Skip to content

Replication

v8 banner

This page describes the v1--v4 reduced-form pipeline (scripts/00_master.R). The JPubE submission-ready v8 structural pipeline lives in v7-jpube-tight/scripts/ (canonical BNE simulation 45_bne_simulation.R) and v8-jpube/scripts/ (empirical bidder-count robustness 46_bne_empirical_counts.R). See v8-jpube/manuscript/paper_v8.tex for the canonical paper. Replication materials with code, generated tables, figures, and non-confidential derived outputs are described in the Data availability section of the manuscript; raw BEC administrative records are not publicly redistributable under the research-access agreement.

Requirements

Component Version
R 4.5+
fixest 0.12+
data.table 1.15+
arrow 14+
ggplot2 3.5+
scales 1.3+
grf 2.3+
quantreg 5.98+
gridExtra 2.3+

Data

The primary dataset is administrative data from BEC (Bolsa Eletronica de Compras), the electronic procurement platform for the state of Sao Paulo. The data contains 373 columns covering all standardized goods procurement from January 2016 to December 2019.

Data access

The raw data files are not publicly available due to confidentiality agreements.
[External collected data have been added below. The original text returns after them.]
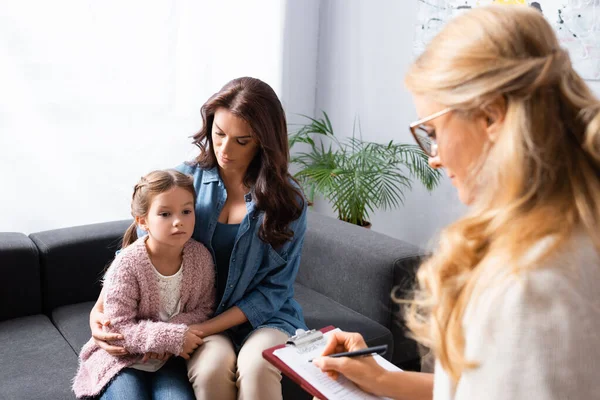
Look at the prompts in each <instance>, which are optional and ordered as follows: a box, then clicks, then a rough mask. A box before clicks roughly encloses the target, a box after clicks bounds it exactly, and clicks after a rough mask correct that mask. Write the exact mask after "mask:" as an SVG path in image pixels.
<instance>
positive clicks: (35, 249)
mask: <svg viewBox="0 0 600 400" xmlns="http://www.w3.org/2000/svg"><path fill="white" fill-rule="evenodd" d="M0 276H1V277H2V278H0V321H4V320H7V319H12V318H17V317H24V316H27V315H32V314H39V313H40V312H41V310H42V295H41V290H40V263H39V256H38V251H37V249H36V247H35V245H34V244H33V242H32V241H31V240H30V239H29V238H28V237H27V236H25V235H24V234H22V233H4V232H3V233H0Z"/></svg>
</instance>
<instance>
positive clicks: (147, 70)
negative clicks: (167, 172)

Researchers interested in replication should contact the authors directly.

Pipeline

The full analysis pipeline runs from a single master script:

# From the project root directory
Rscript scripts/00_master.R

This executes the following scripts in sequence, each as a separate R subprocess:

Script Purpose Duration
01_clean.R CSV to parquet conversion, variable creation ~5 min (first run)
02_analysis.R 24 DiDiR regressions + 4 event studies ~30 sec
05_robustness.R Placebo, alt. clustering, winsorization, permutation ~45 sec
06_extensions.R Real prices, extensive margin, efficiency, heterogeneity ~30 sec
07_advanced.R HonestDiD, Lee bounds, causal forest, quantile DiD, Gelbach ~3 min
03_tables.R 18 LaTeX tables ~5 sec
04_figures.R 15 PDF figures ~10 sec

Output Structure

output/
├── tables/           # 18 .tex files (threeparttable + booktabs)
│   ├── tab_desc_stats.tex
│   ├── tab_prices.tex
│   ├── tab_participants.tex
│   ├── tab_validbids.tex
│   ├── tab_distance.tex
│   ├── tab_placebo.tex
│   ├── tab_altcluster.tex
│   ├── tab_winsorize.tex
│   ├── tab_prices_real.tex
│   ├── tab_extensive.tex
│   ├── tab_efficiency.tex
│   ├── tab_sme_winner.tex
│   ├── tab_heterog_pbu.tex
│   ├── tab_heterog_value.tex
│   ├── tab_lee_bounds.tex
│   ├── tab_cforest.tex
│   ├── tab_quantile_did.tex
│   └── tab_mediation.tex
└── figures/          # 15 .pdf files (grayscale, cairo)
    ├── fig_01_logprices_es.pdf
    ├── fig_02_distance_es.pdf
    ├── fig_03_numfirms_es.pdf
    ├── fig_04_numbids_es.pdf
    ├── fig_05_trends_prices.pdf
    ├── fig_06_trends_firms.pdf
    ├── fig_07_trends_bids.pdf
    ├── fig_08_trends_distance.pdf
    ├── fig_09_permutation.pdf
    ├── fig_10_sme_share.pdf
    ├── fig_11_honestdid.pdf
    ├── fig_12_cforest_varimp.pdf
    ├── fig_13_cforest_gate.pdf
    ├── fig_14_quantile_did.pdf
    └── fig_15_mediation.pdf

Manuscript Compilation

cd manuscript
pdflatex main.tex
bibtex main
pdflatex main.tex
pdflatex main.tex

Technical Notes

  • Memory management: Each pipeline script runs as a separate R subprocess to prevent OOM on systems with 15 GB RAM. The fixest lean estimation mode (setFixest_estimation(lean = TRUE)) reduces model storage from ~4 GB to ~2.5 MB.

  • Parquet cache: The first run reads the 6.4 GB CSV file and creates a parquet cache (~73 columns). Subsequent runs load directly from parquet (~5 seconds vs. ~5 minutes).

  • Thread configuration: Both fixest and data.table use 16 threads by default. Adjust in scripts/utils.R if running on a machine with fewer cores.